Na+,K+-ATPase is a key enzyme in generating membrane potentials and ECBA. Recoveries of ATP synthesis (28), Na+,K+-ATPase activity, and ECBA at 2 h of reoxygenation have been described to occur simultaneously in animal models of perinatal brain hypoxia-ischemia. Recovery of Na+,K+-ATPase activity coincided with restoration of cerebral edema after brain hypoxia-ischemia (29, 30). The severity of decreases in Na+,K+-ATPase activity are dependent on decreases in phosphocreatine as has been measured using 31P-MRS (8). Also, in the present study, the strong correlation between Na+,K+-ATPase activity and ECBA suggests that electrical stability of the cortical brain cell membrane is directly related to electrical brain activity. The significantly higher Na+,K+-ATPase activity together with the fact that electrical brain activity in the DFO-treated lambs was not different at 3 h after hypoxia-ischemia compared with baseline electrical brain activity (unlike electrical brain activity in PLAC-treated lambs) suggests that free iron chelation prevents early failure of the ATP-dependent Na+,K+-pump of the neuronal cell membrane. Further studies are necessary to demonstrate whether these effects are sustained during the so-called secondary energy failure. Because posthypoxia-ischemia reperfusion injury has also been characterized by cerebral hypoperfusion and reduced oxygen consumption and electrical brain activity in the early reperfusion phase, as indicated by several experimental (17, 31, 32) and clinical studies (5, 33), the preservation of brain perfusion, cerebral oxygen metabolism, and electrical brain activity in the early reperfusion and reoxygenation period in DFO-treated lambs compared with PLAC-treated animals (4) further suggest that secondary cerebral energy failure will be prevented. A final remark should be made with regard to the possibility of whether DFO itself, even in this low dose, can affect the Na+,K+-ATPase activity during baseline conditions by chelating free iron or by interacting with the cell membrane or the enzyme. However, we did not find differences between DFO-treated (posthypoxia-ischemia) lambs and the two SHAM (nonhypoxia-ischemia) lambs, suggesting that such a direct effect of DFO is less probable.

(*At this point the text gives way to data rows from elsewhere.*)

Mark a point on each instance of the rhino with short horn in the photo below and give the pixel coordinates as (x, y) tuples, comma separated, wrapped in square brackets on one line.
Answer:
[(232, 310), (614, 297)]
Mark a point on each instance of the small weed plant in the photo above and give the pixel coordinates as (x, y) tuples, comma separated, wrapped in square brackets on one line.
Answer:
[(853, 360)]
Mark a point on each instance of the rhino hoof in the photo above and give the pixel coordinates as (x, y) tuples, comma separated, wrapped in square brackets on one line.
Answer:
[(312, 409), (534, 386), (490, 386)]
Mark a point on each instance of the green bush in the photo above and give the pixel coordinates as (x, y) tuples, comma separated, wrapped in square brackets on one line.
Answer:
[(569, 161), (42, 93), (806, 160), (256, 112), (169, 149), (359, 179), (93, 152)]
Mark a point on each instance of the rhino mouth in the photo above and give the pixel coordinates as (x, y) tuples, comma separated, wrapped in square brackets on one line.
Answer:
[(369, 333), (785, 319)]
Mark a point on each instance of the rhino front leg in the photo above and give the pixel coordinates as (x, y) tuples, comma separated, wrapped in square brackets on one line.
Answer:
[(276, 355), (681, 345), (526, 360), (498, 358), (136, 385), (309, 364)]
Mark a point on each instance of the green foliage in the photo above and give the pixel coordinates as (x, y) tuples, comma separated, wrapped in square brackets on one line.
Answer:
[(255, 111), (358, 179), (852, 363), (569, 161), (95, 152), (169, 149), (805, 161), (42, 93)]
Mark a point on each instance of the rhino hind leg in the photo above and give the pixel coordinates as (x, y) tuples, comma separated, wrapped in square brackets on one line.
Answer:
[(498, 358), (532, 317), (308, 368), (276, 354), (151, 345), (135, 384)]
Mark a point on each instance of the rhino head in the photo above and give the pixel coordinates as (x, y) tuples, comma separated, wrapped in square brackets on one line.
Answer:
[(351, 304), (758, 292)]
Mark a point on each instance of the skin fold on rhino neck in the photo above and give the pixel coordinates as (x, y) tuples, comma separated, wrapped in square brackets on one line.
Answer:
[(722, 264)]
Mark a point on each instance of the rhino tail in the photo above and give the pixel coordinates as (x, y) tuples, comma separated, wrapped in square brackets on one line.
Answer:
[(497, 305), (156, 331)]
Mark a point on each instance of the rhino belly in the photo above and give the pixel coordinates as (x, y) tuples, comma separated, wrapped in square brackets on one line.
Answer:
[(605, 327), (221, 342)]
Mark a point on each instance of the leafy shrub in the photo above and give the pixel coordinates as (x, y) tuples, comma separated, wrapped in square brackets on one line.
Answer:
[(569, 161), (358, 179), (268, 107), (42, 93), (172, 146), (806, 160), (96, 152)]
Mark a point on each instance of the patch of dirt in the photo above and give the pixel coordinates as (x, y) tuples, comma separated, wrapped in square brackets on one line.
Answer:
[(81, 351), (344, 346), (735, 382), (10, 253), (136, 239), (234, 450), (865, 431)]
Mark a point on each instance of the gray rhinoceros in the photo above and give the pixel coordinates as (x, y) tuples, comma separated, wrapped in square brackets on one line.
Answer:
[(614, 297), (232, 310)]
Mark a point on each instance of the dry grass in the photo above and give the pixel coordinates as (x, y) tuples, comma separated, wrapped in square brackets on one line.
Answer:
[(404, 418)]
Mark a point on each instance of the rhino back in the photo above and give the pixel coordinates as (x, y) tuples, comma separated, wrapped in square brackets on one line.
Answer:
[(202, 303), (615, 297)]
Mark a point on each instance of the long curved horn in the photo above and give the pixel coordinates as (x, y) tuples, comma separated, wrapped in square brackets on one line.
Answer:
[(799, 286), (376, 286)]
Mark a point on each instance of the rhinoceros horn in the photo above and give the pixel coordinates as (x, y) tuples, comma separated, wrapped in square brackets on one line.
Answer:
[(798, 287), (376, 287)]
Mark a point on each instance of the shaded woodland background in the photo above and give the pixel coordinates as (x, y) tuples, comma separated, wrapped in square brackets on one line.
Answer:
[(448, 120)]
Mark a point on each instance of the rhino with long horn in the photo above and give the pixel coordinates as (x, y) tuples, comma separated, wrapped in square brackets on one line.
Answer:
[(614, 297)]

In summary, the present study showed that DFO treatment on completion of hypoxia and additional ischemia in the newborn lamb preserved Na+,K+-ATPase activity in cerebral cortical tissue, suggesting reduction of neuronal cell damage by reactive oxygen species liberated in the early reperfusion phase. Furthermore, a positive relationship was detected between Na+,K+-ATPase activity of the cortical brain cell and ECBA. Further studies are necessary to elucidate whether this intervention also prevents the delayed cerebral energy failure after severe hypoxia and ischemia in the newborn lamb.